= C.W. Shumway & Sons =

Foundry in Batavia, Illinois, US

C.W. Shumway & Sons was a foundry operational in Batavia, Illinois, from 1872 to 2002. It produced metal castings for various industrial uses and for awards, including the Emmy Award, Academy Awards, and the Vince Lombardi Trophy. The company was closed in 2002 due to changing market demands. At the time of its closure, it was one of the oldest foundries in the United States.

==History==
Founded in 1872, the company was founded by Charles W. Shumway in response to a need for castings due to the destruction of the Great Chicago Fire the year before. After taking on A.N. Merrill as a partner, who then soon retired, he soon partnered with Charles Osgood to form the Osgood and Shumway Foundry Co.. Over the years, various partners joined and left the company, and the company took its final name in 1904 after his second son joined the family.

The first products that the company made were exclusively of iron, including iron pillars for buildings. In 1895, it started producing castings for furnaces, water heaters, sewing machines, and other kinds of machines. By 1920, the company diversified into making ventilators, chimney clean-out doors, grates, and other products.

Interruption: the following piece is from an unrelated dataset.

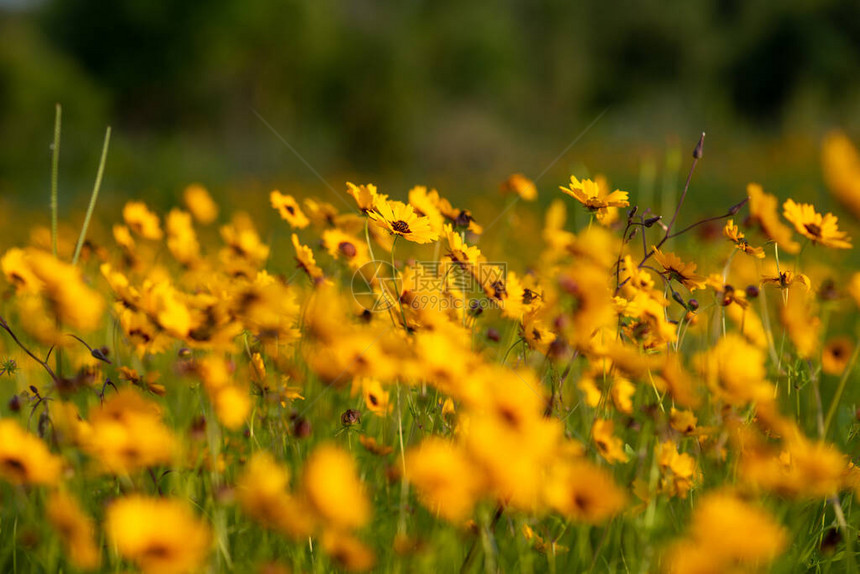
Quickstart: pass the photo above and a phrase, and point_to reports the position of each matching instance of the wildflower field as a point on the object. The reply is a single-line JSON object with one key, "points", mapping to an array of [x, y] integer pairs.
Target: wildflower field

In 2002, the foundry was closed due to changing trends in the market, including the increased use of precision casting. The foundry's buildings were demolished in 2007.

==Major awards produced==
From 1928 to 1982, the company cast the Oscar statuette for the Academy Awards. In 1983, R.S. Owens & Company took over casting of the award. The trophies each took between three and four weeks to produce, and weighed 8.5 lb. Additionally, the company helped to cast the Vince Lombardi Trophy, which was then finished by Tiffany & Co.